A New Scanner Gives the Most Detailed 3D Images Yet

The PET-MRI scanner at the Cross Cancer Institute combines two tests in one.

PET-MRI imaging can be performed with 50 per cent less raditation exposure to patients than traditional scans. Photograph by Cooper & O’Hara

A new scanner at Edmonton’s Cross Cancer Institute is allowing doctors and researchers to see cancers like never before, with the potential to provide the most detailed images to-date of what cancer looks like and how it is working in the body.

Dr. Sandy McEwan, a professor in the Department of Oncology at the Cross, started using the PET-MRI scanner this past May. The scanner blends PET (positron-emission tomography) with MRI (magnetic resonance imaging). According to McEwan, the result is “exquisite pictures of structure” from the MRI, combined with the ability to see and measure actual metabolic processes through PET.

“Our ultimate goal is to use this technology to improve patient selection for treatment,” says McEwan. “It’s the idea of precision medicine: treating the right patients, at the right time, with the right dose and the right drug.”

Prior to the arrival of the PET-MRI imaging scanner, the Cross Cancer Institute relied on a blended PET-CT scanner, which remains in routine clinical use and continues to be an extremely valuable clinical tool. The CT (computed tomography) scan works well to show a 3D X-ray image, including any abnormalities in structure and blood flow. But MR imaging produces a much more detailed image in most cases.

Typically, for the PET portion of the scan, a radio-labelled glucose marker is injected into the patient. Cancer uses more glucose than normal tissue does, so the injected marker will show the cancer and how aggressive it is, with a more aggressive cancer using more glucose. Researchers can also use different tracers in the PET-MRI when they want to see how another body structure, for example the brain or heart, is working.

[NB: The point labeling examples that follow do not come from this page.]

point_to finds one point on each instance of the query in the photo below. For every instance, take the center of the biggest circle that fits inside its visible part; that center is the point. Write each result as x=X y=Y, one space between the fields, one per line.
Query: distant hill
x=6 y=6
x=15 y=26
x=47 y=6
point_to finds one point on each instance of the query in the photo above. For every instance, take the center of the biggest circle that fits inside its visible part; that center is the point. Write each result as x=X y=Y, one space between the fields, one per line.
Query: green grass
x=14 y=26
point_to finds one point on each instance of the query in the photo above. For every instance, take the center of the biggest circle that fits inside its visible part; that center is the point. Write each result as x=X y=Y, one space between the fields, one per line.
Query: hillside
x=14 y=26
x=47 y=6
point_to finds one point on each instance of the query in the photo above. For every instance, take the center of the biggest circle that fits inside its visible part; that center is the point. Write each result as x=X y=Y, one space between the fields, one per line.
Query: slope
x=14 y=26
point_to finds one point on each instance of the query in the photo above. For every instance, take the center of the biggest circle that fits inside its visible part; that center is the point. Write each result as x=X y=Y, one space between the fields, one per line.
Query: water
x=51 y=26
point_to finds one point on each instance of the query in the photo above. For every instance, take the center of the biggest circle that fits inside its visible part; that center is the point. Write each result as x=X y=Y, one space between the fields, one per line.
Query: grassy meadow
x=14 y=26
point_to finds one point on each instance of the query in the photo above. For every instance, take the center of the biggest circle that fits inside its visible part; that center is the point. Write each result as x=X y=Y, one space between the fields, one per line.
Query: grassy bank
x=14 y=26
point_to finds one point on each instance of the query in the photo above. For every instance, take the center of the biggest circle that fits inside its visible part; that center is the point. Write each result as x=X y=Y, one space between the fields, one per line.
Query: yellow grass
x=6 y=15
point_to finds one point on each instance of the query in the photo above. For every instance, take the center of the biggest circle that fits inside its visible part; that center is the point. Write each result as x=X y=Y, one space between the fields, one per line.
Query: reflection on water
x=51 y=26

When the MR images are combined with the PET, a 20- to 40-minute scan can show doctors both the anatomy and function of a cancer — not only what a tumour looks like, but also what it is doing in the body. Doctors can use this information to predict treatment outcomes, including what kind of drugs might be able to get into a cell, how the tumour might grow and whether there is oxygen in a tumour.

“The absence of oxygen will probably mean that the cancer will not respond to many current [available] treatments,” explains McEwan.

Initially, the PET-MRI will be used for research. “Cancers in the pelvis and the brain will be the ones that will benefit the most and where routine clinical use is most likely,” says McEwan. One project will look at how to create better radiation plans for prostate cancer treatment. A second will look at rare neuroendocrine (gut and pancreatic) cancers and whether they will respond to newly available drugs.

The Cross Cancer Institute PET-MRI is a provincial resource, with patients from all parts of the province involved in research and, eventually, clinical scans. “We think that it will very quickly become a routine tool for some cancers,” says McEwan. Another exciting application for the PET-MRI is to examine the toxicity effects of chemotherapy. Researchers hope to see why some patients experience side effects like extreme fatigue from chemotherapy treatments, while other patients have much less severe symptoms.

The PET-MRI was provided by the Canada Foundation for Innovation (CFI), and made possible by a partnership between the Alberta Cancer Foundation and the provincial and federal governments.

“This is the outcome of a 19-year collaboration,” McEwan says. “Nineteen years ago, we made our first CFI application to put in a PET scanner at the Cross. The Alberta Cancer Foundation has supported us through thick and thin in maintaining the PET facility, not only as a clinical program, but also supporting PET clinical research and expanding it through the acquisition of the PET-MRI. This is a long-standing partnership that continues to give back to the people of Alberta and continues to support cancer services in Alberta.”